Moody’s has cut DBIL’s rating from to Baa1 from A3 while its short and long-term senior debt ratings remain on review for downgrade.
Moody’s decision followed an announcement made by Dexia on December 8 stating it would not comment on the disposal process of DBIL. “Discussions are going on and Dexia will communicate on that disposal once a binding offer has been made,” the group said.
Yet Dexia had announced on October 10 that a binding offer from a potential group of buyers, rumoured to include a Qatari sovereign wealth fund and a participation of the Grand Duchy of Luxembourg, was expected to be submitted at the end of a two-week exclusivity period.

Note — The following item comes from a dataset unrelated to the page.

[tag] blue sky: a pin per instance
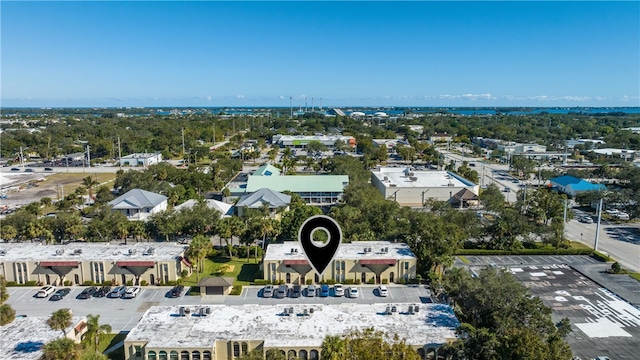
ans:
(347, 53)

As discussions are still ongoing, Moody’s decided to to align DBIL’s senior debt ratings with those of Dexia Credit Local (DCL), which has also been downgraded.
Since Dexia announced the decision to dismantle the group and the agreement on a funding guarantee scheme to be provided by the three States, DCL’s senior ratings have been supported by the assumption that a comprehensive state-backed solution to this liquidity issue would be implemented shortly.
The agency said the downgrade of DCL’s ratings reflects the uncertainty over the comprehensiveness of the funding guarantee scheme that the Belgian, French and Luxembourg States intend to provide to DCL.
Moody’s added its principal concern on DCL has been its liquidity profile, a weakness which lies behind its current intrinsic financial strength rating of E+ (B2).
DCL’s subordinated debt rating was cut to B3 from Ba3 and DBIL’s subordinated debt and cumulative junior subordinated debt ratings to Ba3 from Baa1 and to B1 (hyb) from Ba1 (hyb) respectively.